Джейс обнял ее. Она закрыла глаза, наслаждаясь покоем, который несли эти руки. Она скучала по разговорам с ним. Она скучала по возможности вглядываться в его темные глаза, смотревшие на нее с тревогой, даже если он и не мог выразить свои чувства словами. Как бы ей хотелось...
– Завтра соберите вещи. Я скажу Рэнди, что отвезу вас в город.
Онор вырвалась из объятий Джейса.
– Что вы сказали?
– Вы только мучаете себя, Онор. Если вы здесь останетесь, ничего не изменится, станет только хуже.
– Вы этого не можете знать.
– Откройте глаза, и вы увидите правду. Ваш отец болен. Селеста делает все, чтобы он во всем зависел от нее. Если он поправится, он будет обязан ей жизнью.
– Это не обязательно будет так.
– Селеста держит его в узде. Вы это знаете, и я это знаю. Она никого к нему не подпустит, а если вы попытаетесь прорваться к нему, она заставит вас об этом пожалеть.
– Я не боюсь Селесту.
– Может, стоит?
– Что это значит?
– Я ей доверяю не больше, чем любой другой женщине, с которой когда-либо встречался. Да еще Маделейн...
– Маделейн не страшна. Она даже не может встать с кровати.
– Теперь у нее есть кресло-каталка. Рано или поздно она начнет им пользоваться и будет, как всегда, поддерживать Селесту.
– Вы не можете быть в этом уверены.
– Я уверен.
– Значит, вы хотите, чтобы я сбежала? Вы хотите, чтобы я уехала до того, как сделала то, для чего я здесь появилась?

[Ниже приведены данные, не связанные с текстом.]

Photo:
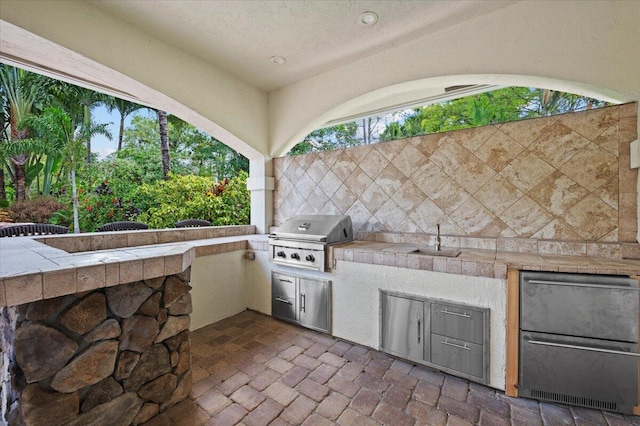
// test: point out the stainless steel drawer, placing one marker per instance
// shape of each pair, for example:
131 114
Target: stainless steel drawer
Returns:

– Я хочу, чтобы вы не накликали на себя беду, а вы то и дело провоцируете Селесту.
– Я не убегу.
– Не будьте дурой, Онор!
– Лучше быть дурой, чем трусом! Он схватил ее за плечи:
– Послушайте! Я знаю, о чем говорю. Я знаю – все может закончиться трагедией. Вы делаете все, чтобы ваше сердце болело еще сильнее.
– Отпустите меня.
– Онор...
– Я сказала – отпустите! – Онор оттолкнула его. – Вы не тот человек, каким я вас себе представляла. Я думала, что вы чувствуете то же, что и я. Я думала, что вы меня понимаете, но я ошиблась.
– Вы не ошиблись.
– Ошиблась.
– Селесте нельзя доверять.
– Тем больше причин для того, чтобы я не оставляла ей отца.
– Но вы забыли, что он оставил вашу мать?
Слова Джейса ошеломили ее. Онор потребовалось несколько секунд, чтобы прийти в себя.
– Да, он оставил мою мать. Но тут есть разница, которой вы, кажется, не понимаете. Я не такая, как он. Я не хочу быть такой, как он, и это достаточно веская причина, почему я не сбегу.
– Онор...
Джейс снова потянулся к ней, но Онор отшатнулась.
– Вижу, я ошиблась, рассказав вам о своем отце. Наверное, я все же дура.
Онор отвернулась от него и направилась в дом. Она вздрогнула, когда Рэнди вышел из тени.
– Что-то случилось, Онор?
– Н-нет.
Не желая больше говорить, Онор взбежала по ступенькам и скрылась за дверью.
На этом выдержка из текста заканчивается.